7/10
The Trouble with T.N.T.
30 April 2020
Warning: Spoilers
This is important, as it should give you a clue to how sequels can go wrong. I remember taking my shapely-legged date to this one. We entered the movie theater hand-in-hand and were expecting big things from this sequel to SUPER FLY.

Sometimes I think I should have smelled what was cooking from the title alone. The film, due to higher production values, started out as something comparable to a Bond film because of its European trappings. We remember the look of steely confidence on the faces of the lead actors, Sheila Frazier and Ron O'Neal, now riding high off the sensational success of SUPER FLY and no doubt expecting more of the same to follow. We settled in for the promise of a good evening to come.

Everything started out fine. There were glimpses of that Olympic track running by O'Neal from the prior film in this one. The poker game was reminiscent of the ending of SUPER FLY, and we expected it foreshadowed an even more 'wow' finish when we finally got to the end. And nobody figured on that stirring monologue that Priest Youngblood gives in front of a Casino Fountain that posits him as some kind of Ghetto Hamlet doing Shakespeare in the Park! So far everybody is rolling with this...

Roscoe Lee Browne encounters Youngblood and does his African statesman riff as Doctor Lamine Sonko, and it looks like we have a mentor and father figure for Youngblood comparable to Julius W. Harris' Scatter. Check and double-check. That is when the T.N.T. part kicks in and proves particularly prophetic.

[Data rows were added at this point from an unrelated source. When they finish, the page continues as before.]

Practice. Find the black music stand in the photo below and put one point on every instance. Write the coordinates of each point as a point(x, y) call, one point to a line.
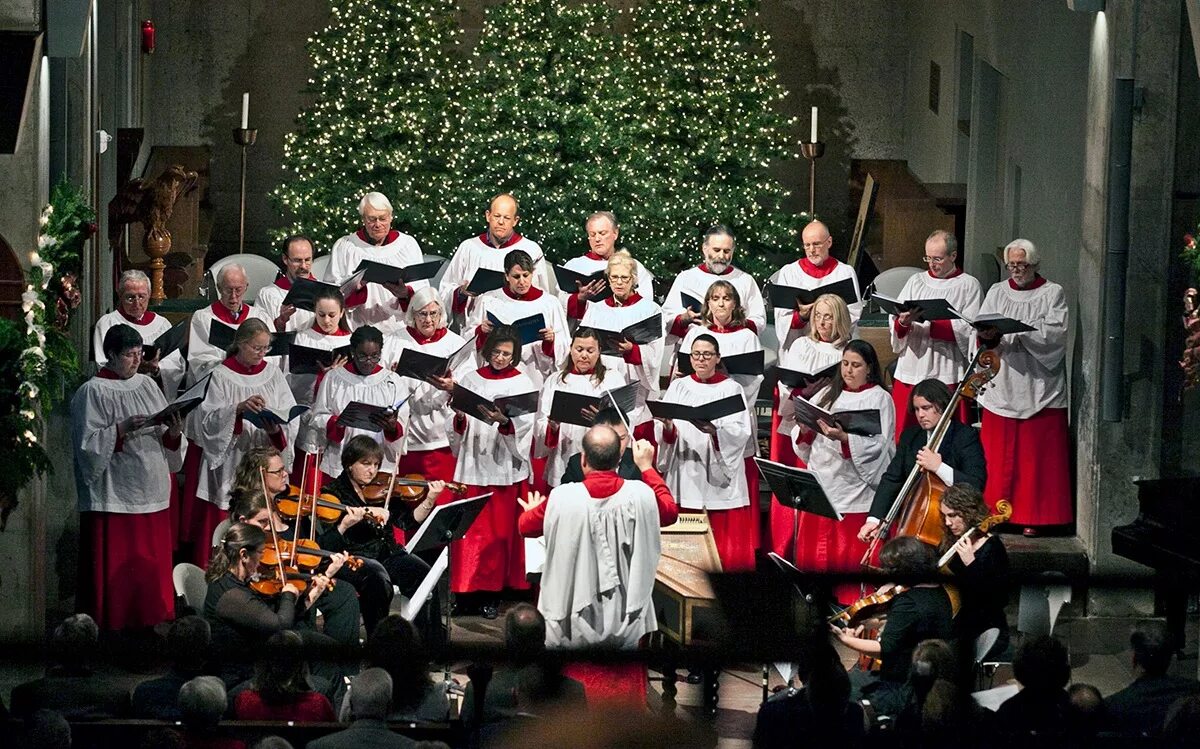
point(797, 489)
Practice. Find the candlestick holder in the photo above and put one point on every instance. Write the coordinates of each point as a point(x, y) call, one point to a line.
point(813, 151)
point(244, 137)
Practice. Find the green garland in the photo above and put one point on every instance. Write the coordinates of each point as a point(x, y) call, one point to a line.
point(39, 364)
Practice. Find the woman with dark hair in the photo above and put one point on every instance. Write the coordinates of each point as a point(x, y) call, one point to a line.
point(919, 612)
point(222, 430)
point(705, 463)
point(125, 484)
point(364, 381)
point(517, 300)
point(850, 466)
point(281, 689)
point(493, 451)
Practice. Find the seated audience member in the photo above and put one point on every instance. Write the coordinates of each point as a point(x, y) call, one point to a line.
point(202, 702)
point(396, 648)
point(1042, 707)
point(71, 687)
point(821, 711)
point(187, 647)
point(281, 689)
point(525, 643)
point(1139, 708)
point(370, 703)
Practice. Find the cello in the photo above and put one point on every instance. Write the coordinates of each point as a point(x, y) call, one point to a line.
point(916, 508)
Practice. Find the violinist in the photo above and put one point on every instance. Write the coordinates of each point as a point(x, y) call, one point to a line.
point(366, 532)
point(916, 613)
point(262, 468)
point(958, 460)
point(979, 565)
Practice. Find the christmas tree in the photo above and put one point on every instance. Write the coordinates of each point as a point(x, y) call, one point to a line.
point(387, 76)
point(707, 114)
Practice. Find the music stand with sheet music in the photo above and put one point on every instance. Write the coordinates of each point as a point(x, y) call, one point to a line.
point(799, 490)
point(448, 522)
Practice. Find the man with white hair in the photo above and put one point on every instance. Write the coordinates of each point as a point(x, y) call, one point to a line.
point(718, 250)
point(815, 269)
point(231, 310)
point(132, 309)
point(603, 234)
point(382, 244)
point(487, 250)
point(1025, 437)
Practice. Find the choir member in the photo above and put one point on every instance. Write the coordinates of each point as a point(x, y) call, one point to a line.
point(703, 462)
point(636, 363)
point(492, 456)
point(382, 244)
point(1025, 407)
point(220, 433)
point(921, 612)
point(936, 348)
point(365, 381)
point(816, 351)
point(849, 466)
point(816, 269)
point(718, 250)
point(231, 309)
point(520, 299)
point(124, 474)
point(958, 461)
point(979, 565)
point(489, 250)
point(603, 233)
point(427, 444)
point(133, 303)
point(582, 372)
point(261, 474)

There are some reviewers who thought that this film moved too slow, but the pace seemed fine to us. No, the way I reason it out, the problems to T.N.T. were to be found elsewhere; and actually had more to do with the original shortcomings of the first film. The fact is we know very little about Priest Youngblood, and it would appear that after T.N.T., there ain't much more to be known. Priest does not reflect on the death of Scatter or the betrayal of his best friend, Eddie, even though that would add depth to his back story. Doctor Lamine Sonko is questionably the only scintilla of a reference to Black History but besides one stirring, angry speech to Priest, fails to share anymore 'fun facts' with him about his cultural heritage.

People talk about 'back story' all the time, and because of cinema's emphasis and accent on the visual, this is something that has to be deftly handled. The absence or presence of it makes all the difference between a mere exercise in sensationalism and something that has a bit more substance to it. What was a revelation to me is that 'front story' is something that can be just as important as 'back story', and sometimes even more important in some narratives.

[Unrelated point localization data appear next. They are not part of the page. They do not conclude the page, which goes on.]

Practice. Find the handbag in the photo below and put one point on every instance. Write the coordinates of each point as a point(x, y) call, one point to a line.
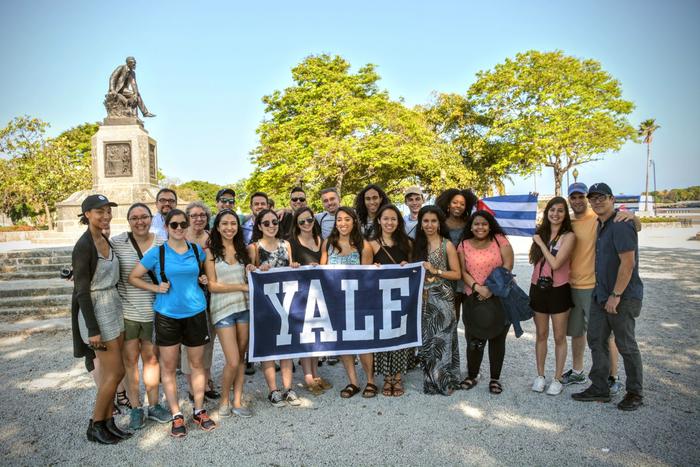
point(483, 319)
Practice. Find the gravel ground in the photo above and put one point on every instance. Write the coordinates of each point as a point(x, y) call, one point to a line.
point(48, 396)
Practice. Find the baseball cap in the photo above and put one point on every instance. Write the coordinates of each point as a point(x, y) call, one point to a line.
point(94, 202)
point(578, 187)
point(412, 190)
point(223, 191)
point(600, 189)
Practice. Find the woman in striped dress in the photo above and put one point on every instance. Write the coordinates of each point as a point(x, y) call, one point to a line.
point(227, 259)
point(138, 317)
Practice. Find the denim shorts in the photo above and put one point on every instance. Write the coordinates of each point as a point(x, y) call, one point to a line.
point(242, 317)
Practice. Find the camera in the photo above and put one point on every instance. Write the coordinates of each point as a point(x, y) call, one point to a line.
point(545, 283)
point(66, 273)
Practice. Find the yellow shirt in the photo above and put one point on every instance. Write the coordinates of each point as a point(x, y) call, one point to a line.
point(582, 275)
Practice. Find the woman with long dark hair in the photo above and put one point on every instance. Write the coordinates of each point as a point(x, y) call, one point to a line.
point(96, 311)
point(225, 266)
point(138, 317)
point(550, 292)
point(484, 248)
point(440, 351)
point(345, 245)
point(267, 251)
point(305, 240)
point(367, 204)
point(457, 206)
point(391, 246)
point(180, 315)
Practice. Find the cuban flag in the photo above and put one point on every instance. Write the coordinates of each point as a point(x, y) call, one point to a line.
point(516, 214)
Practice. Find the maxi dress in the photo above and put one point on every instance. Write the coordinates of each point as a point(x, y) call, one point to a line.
point(440, 351)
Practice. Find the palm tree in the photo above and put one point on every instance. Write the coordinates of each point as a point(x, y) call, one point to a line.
point(646, 131)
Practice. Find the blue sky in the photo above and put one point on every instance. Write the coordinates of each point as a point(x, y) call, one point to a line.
point(204, 66)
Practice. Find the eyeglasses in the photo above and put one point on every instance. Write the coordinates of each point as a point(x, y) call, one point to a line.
point(139, 219)
point(597, 199)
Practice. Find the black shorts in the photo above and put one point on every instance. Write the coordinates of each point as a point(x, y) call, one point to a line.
point(191, 332)
point(551, 301)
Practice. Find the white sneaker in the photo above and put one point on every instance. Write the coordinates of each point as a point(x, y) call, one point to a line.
point(555, 388)
point(539, 384)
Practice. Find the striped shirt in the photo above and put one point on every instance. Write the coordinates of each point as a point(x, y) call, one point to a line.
point(137, 303)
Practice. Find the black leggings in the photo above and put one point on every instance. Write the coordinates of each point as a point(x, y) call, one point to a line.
point(497, 352)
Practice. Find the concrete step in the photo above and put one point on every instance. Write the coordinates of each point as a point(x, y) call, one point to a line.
point(34, 325)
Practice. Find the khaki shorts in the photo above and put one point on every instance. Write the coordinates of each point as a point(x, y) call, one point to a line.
point(578, 316)
point(137, 330)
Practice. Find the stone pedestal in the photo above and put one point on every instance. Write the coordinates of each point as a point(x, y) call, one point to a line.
point(124, 169)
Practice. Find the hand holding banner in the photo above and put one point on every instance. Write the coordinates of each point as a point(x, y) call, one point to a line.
point(334, 310)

Now in SUPER FLY, Priest Youngblood just wanted to get out of 'the life'. He wanted 'freedom from' being owned by his 'white oppressors'. But I once read that 'freedom from' isn't much good unless there something to be 'free to'. Getting out of one life isn't much of an advancement unless there is another new and better life to get into. None of this is adequately explored in T.N.T.

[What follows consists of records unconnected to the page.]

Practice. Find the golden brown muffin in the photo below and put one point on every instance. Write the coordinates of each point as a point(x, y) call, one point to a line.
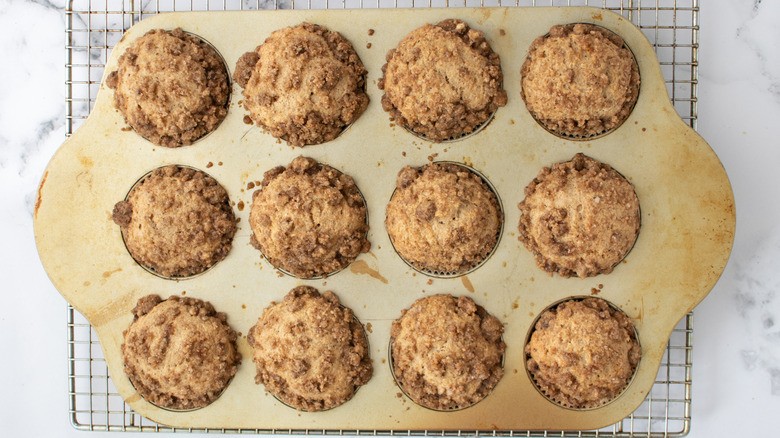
point(176, 221)
point(304, 84)
point(443, 218)
point(171, 87)
point(579, 217)
point(580, 80)
point(582, 353)
point(308, 219)
point(447, 352)
point(442, 81)
point(311, 353)
point(179, 353)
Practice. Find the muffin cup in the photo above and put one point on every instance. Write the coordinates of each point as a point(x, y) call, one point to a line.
point(575, 137)
point(327, 274)
point(146, 267)
point(550, 398)
point(227, 100)
point(454, 274)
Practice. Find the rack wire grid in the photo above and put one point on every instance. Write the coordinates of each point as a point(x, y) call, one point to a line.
point(94, 27)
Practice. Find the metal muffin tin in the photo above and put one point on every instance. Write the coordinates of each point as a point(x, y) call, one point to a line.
point(686, 199)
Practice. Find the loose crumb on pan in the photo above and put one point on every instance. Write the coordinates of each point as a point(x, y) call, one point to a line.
point(310, 351)
point(583, 353)
point(171, 87)
point(580, 80)
point(579, 217)
point(308, 219)
point(179, 353)
point(304, 84)
point(176, 221)
point(443, 218)
point(447, 352)
point(442, 81)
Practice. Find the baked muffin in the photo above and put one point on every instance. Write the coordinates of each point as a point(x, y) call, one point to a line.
point(304, 84)
point(447, 352)
point(582, 353)
point(176, 221)
point(311, 353)
point(308, 219)
point(580, 80)
point(579, 217)
point(171, 87)
point(443, 218)
point(179, 353)
point(442, 81)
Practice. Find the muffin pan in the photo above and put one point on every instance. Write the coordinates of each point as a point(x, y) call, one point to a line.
point(686, 236)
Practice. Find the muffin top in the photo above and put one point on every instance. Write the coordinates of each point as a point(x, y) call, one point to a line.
point(447, 352)
point(308, 219)
point(176, 221)
point(580, 217)
point(443, 217)
point(310, 351)
point(171, 87)
point(179, 353)
point(583, 353)
point(442, 81)
point(580, 80)
point(304, 84)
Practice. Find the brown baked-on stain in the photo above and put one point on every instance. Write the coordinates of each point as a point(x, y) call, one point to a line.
point(361, 267)
point(107, 274)
point(467, 283)
point(86, 162)
point(40, 198)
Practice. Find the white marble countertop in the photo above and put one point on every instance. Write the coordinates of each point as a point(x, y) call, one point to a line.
point(736, 365)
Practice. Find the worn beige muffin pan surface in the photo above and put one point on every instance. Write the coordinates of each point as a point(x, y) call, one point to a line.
point(686, 236)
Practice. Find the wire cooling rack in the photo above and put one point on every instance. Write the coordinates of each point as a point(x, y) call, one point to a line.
point(94, 27)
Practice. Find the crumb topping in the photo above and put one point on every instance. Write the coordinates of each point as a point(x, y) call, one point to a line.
point(308, 219)
point(310, 352)
point(179, 353)
point(442, 81)
point(443, 217)
point(177, 221)
point(304, 84)
point(583, 353)
point(580, 80)
point(171, 87)
point(580, 217)
point(447, 352)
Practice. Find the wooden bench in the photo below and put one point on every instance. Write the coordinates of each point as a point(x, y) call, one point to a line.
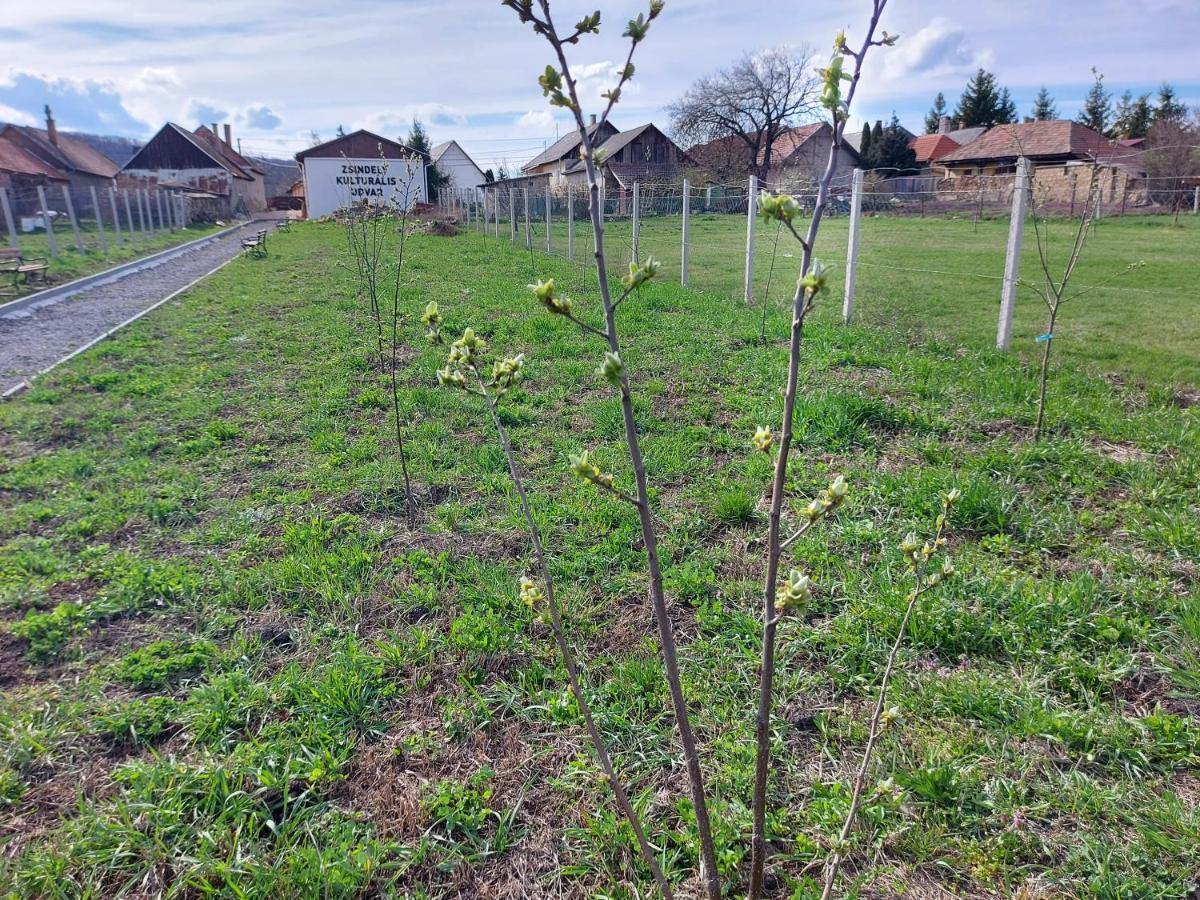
point(256, 245)
point(21, 268)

Nobody expected a coke sniffing drug dealer to have some grand soaring vision of deliverance. But his humble groping towards it through a facade of ghetto macho posturing was what made Priest such an arresting character. This search for a 'front story' or a vision the main characters can strive towards and help forge, like Priest's girlfriend Georgia did for him in the first film, should have been more fully satisfied by the arrival of Doctor Lamine Sonko as yet another step in the continuum.

Now past these moot points to the ending or what I referred to as the RESOLUTION in my book of movie reviews TOWARD A NEW CINEMA. It was the way SUPER FLY T.N.T. resolved it's story that made the audience, as well as me and my date, go 'AWWWW' with a visceral sense of disappointment. Everything was actually building up fine until we came to the ending. Somehow, it lacked the scope and scale of Priest's confrontation with Deputy Commissioner Reardon in the first film, or the overwhelming sense that the main protagonist has somehow taken command of the situation in no uncertain terms using his wits and intelligence from a plausible ghetto perspective. There was no sense of having bested the High and the Mighty and rocked the White Power Structure in some form or fashion. This, despite the fact that Ron O'Neal did a fine job in his directorial debut and Alex Haley, of ROOTS and MALCOLM X renown, wrote a fascinating script from O'Neal's story.

I cannot help but wonder what would have happened if Deputy Commissioner Reardon had tracked down the killers Priest hired, and either liquidated them or offered to pay them two or three times as much to take out SUPER FLY.

This might have made an interesting opening scene or EXPOSITION. Perhaps then there would have been more to T.N.T.